L'actualité du livre
Bande dessinéeet Réaliste  

Le Voleur de livres
de Alessandro Tota et Pierre Van Hove
Futuropolis 2015 /  24 €- 157.2  ffr. / 176 pages
ISBN : 9782754810043
FORMAT : 19,5x26,5 cm

Feu follet ?

Et voilà Daniel Brodin, étudiant en droit et poète en souffrance. On est à Paris, dans les années cinquante, le droit est bien ennuyeux, la poésie bien révolutionnaire, et à Saint-Germain-des-Prés, on déclame dans quelques cafés branchés en attendant la gloire. Brodin, au hasard d’un quiproquo, connaît un petit succès littéraire, certes usurpé, mais qui l’engage dans une double carrière, celle de voleur (de livres) et celle de poète. Accepté par une bande de jeunes artistes au style nihiliste, il surfe étrangement sur cette gloire factice, jouant au rebelle chez les parents bourgeois de sa petite amie, et tentant de s’immiscer dans une respectable revue littéraire en annonçant la révolution. Mais le talent qu’il déploie n’est que celui d’un autre… et bientôt, à l’inauthentique Brodin, le monde de Saint-Germain-des-Prés préfère l’étrange Jean-Michel, l’authentique voyou de la bande, dont les mauvaises manières sont perçues, par quelques esthètes, comme la quintessence de la révolte. La gloire artistique est un horizon bien difficile pour Brodin… reste la gloire criminelle !

Et voilà un album plaisant, drôle et cynique, une intrigue littéraire d’Alessandro Tota magnifiquement mise en image par Pierre Van Hove qui, pour un coup d’essai, fait un coup de maître avec ce premier album.

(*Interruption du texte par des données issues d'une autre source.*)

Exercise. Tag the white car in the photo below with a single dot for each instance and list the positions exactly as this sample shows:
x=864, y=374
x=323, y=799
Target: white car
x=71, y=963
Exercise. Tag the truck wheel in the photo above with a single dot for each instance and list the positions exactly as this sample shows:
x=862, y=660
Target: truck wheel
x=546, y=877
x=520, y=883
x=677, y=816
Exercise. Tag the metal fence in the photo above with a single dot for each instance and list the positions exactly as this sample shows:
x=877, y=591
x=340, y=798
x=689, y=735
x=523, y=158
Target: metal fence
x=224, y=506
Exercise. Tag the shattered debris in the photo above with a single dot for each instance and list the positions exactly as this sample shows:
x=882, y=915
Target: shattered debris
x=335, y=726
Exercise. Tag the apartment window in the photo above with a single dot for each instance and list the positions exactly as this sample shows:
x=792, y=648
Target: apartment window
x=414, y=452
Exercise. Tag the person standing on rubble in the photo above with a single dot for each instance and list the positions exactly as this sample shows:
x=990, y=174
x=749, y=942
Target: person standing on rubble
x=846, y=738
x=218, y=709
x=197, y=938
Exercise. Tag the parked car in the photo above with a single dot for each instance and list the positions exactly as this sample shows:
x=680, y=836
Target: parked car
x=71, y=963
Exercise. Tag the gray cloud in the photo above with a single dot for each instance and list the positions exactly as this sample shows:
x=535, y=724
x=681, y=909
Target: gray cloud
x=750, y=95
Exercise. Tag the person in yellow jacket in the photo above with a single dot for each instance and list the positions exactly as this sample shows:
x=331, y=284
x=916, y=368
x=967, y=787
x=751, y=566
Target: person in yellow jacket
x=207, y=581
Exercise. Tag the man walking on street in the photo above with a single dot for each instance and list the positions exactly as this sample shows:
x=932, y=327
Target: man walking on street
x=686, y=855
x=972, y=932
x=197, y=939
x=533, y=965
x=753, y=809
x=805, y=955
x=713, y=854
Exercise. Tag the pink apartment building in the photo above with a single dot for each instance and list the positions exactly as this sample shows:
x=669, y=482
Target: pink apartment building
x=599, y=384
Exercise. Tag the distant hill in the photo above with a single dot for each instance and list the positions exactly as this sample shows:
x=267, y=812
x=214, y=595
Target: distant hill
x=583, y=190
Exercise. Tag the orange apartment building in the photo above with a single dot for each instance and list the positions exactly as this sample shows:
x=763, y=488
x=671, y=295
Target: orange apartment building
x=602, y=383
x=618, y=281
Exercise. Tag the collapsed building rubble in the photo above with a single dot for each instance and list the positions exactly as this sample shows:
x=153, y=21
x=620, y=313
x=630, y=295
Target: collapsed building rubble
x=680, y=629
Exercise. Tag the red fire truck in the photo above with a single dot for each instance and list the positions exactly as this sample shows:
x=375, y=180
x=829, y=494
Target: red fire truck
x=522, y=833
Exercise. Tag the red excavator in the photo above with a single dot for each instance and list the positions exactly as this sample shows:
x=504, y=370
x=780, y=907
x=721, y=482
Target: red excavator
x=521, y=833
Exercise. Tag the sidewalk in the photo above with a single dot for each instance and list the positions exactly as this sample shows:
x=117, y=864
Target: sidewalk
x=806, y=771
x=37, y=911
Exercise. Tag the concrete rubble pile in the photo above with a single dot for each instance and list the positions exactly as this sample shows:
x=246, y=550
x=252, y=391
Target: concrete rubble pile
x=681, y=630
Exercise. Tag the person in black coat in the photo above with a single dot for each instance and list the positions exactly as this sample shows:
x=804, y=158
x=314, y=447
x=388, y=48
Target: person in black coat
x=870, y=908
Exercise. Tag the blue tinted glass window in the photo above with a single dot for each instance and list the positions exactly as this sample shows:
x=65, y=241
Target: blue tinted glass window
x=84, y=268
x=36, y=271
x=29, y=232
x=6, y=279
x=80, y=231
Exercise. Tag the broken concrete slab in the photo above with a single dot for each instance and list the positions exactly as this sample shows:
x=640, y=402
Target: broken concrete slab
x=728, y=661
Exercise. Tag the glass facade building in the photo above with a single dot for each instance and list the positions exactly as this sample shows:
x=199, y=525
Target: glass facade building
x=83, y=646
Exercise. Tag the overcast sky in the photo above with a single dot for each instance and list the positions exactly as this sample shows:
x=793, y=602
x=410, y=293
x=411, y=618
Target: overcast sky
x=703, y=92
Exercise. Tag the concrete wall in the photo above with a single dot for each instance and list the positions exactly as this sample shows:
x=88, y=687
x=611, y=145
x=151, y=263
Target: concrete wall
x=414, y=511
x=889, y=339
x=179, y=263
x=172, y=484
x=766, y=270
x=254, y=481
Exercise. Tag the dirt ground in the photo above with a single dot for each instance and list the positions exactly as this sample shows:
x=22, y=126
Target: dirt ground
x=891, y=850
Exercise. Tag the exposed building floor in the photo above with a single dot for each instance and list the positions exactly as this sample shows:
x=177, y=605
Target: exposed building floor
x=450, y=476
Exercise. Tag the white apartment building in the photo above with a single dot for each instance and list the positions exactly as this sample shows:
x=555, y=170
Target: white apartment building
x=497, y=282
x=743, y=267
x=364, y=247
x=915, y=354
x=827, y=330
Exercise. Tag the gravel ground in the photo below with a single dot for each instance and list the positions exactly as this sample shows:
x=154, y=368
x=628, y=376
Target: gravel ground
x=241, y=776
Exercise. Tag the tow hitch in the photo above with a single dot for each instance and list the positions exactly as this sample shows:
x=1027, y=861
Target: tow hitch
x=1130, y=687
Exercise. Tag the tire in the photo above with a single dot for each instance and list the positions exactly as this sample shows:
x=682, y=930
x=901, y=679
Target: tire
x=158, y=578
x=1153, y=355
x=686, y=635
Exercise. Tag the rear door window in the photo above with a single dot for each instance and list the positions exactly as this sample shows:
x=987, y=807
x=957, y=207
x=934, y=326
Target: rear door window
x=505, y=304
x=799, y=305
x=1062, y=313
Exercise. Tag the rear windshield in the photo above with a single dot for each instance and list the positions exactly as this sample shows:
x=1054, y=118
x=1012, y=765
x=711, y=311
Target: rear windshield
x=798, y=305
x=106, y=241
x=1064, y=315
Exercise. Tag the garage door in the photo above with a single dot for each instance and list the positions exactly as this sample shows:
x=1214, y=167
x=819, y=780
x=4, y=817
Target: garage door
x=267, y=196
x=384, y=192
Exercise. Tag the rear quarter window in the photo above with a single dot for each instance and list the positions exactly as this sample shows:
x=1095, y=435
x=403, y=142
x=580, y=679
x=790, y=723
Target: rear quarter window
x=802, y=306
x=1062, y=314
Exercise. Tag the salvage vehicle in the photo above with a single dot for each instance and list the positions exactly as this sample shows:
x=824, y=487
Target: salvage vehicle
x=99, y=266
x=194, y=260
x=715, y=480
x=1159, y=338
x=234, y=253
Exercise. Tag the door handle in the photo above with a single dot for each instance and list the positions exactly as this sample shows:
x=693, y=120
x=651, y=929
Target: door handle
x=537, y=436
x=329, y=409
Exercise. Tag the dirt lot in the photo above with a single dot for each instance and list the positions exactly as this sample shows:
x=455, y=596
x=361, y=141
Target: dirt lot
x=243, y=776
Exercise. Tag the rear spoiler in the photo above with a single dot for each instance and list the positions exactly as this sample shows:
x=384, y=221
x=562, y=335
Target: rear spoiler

Le charme de l’ouvrage réside déjà dans le décor, ce Saint-Germain-des-Prés bohème, littéraire, existentialiste… un peu toc mais si branché, si « in », avec ses faussaires, ses parasites, ses snobs, et ses artistes. Un univers intellectuellement clinquant qui se déploie dans un Paris encore marqué par la guerre et ses difficultés. Van Hove s’est manifestement inspiré de photographies, de films néo-réalistes, pour tisser une atmosphère, une ambiance au sein de laquelle le piètre Brodin se heurte aux dures réalités. Quelques clins d’œil (dont Jean-Michel, très inspiré de Depardieu) appuyés à noter. Et surtout un immense plaisir à observer les déambulations de Brodin, les gesticulations de sa bande, les discours définitifs, absolus et saugrenus de tout ce petit monde… Tota s’amuse, et nous amuse, en singeant, avec une ironie constante, sans méchanceté, les poses existentialistes. Un vrai album poétique, révolutionnaire, et des auteurs qu’il faut désormais surveiller de près.